Our aim is to engineer a biological model system which exhibits [http://en.wikipedia.org/wiki/Learning learning ability] and can also work according to [http://en.wikipedia.org/wiki/Divergent_evolution the mechanism of divergent evolution], i.e. a system which can alter its behavior according to external stimuli. We are interested in such a system, since learning and adaptation are playing major roles in living organisms and machine learning has numerous applications in engineering - it is therefore a fantastic interface between engineering and biology. Possible applications are as exciting as biological memories or self-adaptative systems.

.:: A Biological Multiple State Automaton ::.
Abstraction of our learning system (Fig. 1)

A straightforward approach on how to describe learning behavior and adaptive evolution, can be see in Figure 1. We can separate the process in two phases: a training or learning phase (shown in blue), and an application or "real world" phase (shown in pink), and describe our system as a multiple state automaton. The examined system can alter its state according to a certain input/stimuli that it was exposed to in the first phase. In this binary example, the system changes its state from a to b when it is exposed to a first training-phase-input (IT1). Similarly, the system changes its state from a to c when the other training-phase-input (IT2) is applied.

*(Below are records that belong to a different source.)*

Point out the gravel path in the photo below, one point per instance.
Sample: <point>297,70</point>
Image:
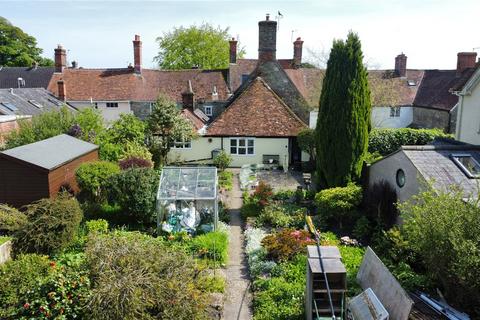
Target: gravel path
<point>238,296</point>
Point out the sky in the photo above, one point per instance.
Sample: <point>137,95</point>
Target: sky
<point>99,34</point>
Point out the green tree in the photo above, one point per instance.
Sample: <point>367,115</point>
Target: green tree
<point>204,46</point>
<point>343,121</point>
<point>18,49</point>
<point>166,125</point>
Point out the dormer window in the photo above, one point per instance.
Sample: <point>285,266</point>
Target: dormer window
<point>467,164</point>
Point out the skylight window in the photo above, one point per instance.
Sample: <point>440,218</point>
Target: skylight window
<point>467,164</point>
<point>10,106</point>
<point>36,104</point>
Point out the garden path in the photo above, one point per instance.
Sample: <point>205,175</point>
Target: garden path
<point>238,296</point>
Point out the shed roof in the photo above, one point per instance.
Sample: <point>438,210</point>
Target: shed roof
<point>51,153</point>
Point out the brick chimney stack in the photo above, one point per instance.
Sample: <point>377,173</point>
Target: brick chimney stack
<point>267,40</point>
<point>401,65</point>
<point>137,54</point>
<point>188,97</point>
<point>62,90</point>
<point>297,52</point>
<point>233,50</point>
<point>60,59</point>
<point>465,60</point>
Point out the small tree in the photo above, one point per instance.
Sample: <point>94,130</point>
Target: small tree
<point>203,46</point>
<point>222,160</point>
<point>166,125</point>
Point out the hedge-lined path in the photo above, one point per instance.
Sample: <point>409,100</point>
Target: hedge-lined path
<point>238,296</point>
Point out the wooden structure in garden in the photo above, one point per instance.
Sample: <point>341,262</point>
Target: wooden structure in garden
<point>316,295</point>
<point>40,170</point>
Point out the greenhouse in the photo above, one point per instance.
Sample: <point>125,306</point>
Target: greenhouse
<point>187,200</point>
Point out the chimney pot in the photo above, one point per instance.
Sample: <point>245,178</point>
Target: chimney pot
<point>62,91</point>
<point>267,40</point>
<point>297,53</point>
<point>465,60</point>
<point>401,65</point>
<point>233,50</point>
<point>60,59</point>
<point>137,54</point>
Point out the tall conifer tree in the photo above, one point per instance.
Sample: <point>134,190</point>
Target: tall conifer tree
<point>344,115</point>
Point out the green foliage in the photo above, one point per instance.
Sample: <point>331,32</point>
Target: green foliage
<point>52,224</point>
<point>444,231</point>
<point>387,140</point>
<point>212,245</point>
<point>135,191</point>
<point>99,225</point>
<point>281,216</point>
<point>287,243</point>
<point>343,121</point>
<point>92,179</point>
<point>203,46</point>
<point>19,49</point>
<point>40,127</point>
<point>135,276</point>
<point>165,126</point>
<point>10,219</point>
<point>282,296</point>
<point>225,180</point>
<point>222,160</point>
<point>338,203</point>
<point>307,143</point>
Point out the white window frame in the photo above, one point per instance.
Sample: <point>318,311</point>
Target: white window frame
<point>182,145</point>
<point>245,146</point>
<point>208,113</point>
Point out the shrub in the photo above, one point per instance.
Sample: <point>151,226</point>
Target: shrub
<point>212,245</point>
<point>135,276</point>
<point>222,160</point>
<point>134,162</point>
<point>225,180</point>
<point>52,225</point>
<point>135,191</point>
<point>10,219</point>
<point>99,225</point>
<point>92,178</point>
<point>388,140</point>
<point>444,230</point>
<point>338,203</point>
<point>285,244</point>
<point>263,193</point>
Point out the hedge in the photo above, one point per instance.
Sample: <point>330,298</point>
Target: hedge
<point>388,140</point>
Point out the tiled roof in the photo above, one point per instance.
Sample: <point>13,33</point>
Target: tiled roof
<point>125,85</point>
<point>434,91</point>
<point>25,100</point>
<point>434,164</point>
<point>196,121</point>
<point>38,77</point>
<point>259,112</point>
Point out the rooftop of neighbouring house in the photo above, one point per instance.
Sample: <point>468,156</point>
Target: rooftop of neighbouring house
<point>28,101</point>
<point>28,77</point>
<point>50,153</point>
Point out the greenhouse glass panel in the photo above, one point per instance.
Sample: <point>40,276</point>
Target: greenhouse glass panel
<point>187,199</point>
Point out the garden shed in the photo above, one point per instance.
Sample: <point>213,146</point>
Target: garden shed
<point>39,170</point>
<point>187,200</point>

The principle described above is also valid in the application phase. In the application phase, we have two possibilities for initial system state. Thus, the automaton expands with four more states. Depending on which state the system is at the start of the application phase, and which chemical it is exposed to, it reaches a different final state. State d is reached if the first out of two possible application-phase-inputs (IA1) is applied while the system is at state b. In the end, we can differentiate between the possibilities of the system being trained with one chemical, and being exposed to a different chemical in the application phase. Since we have two different training chemicals, and two different application chemicals, we reach the final number of four states.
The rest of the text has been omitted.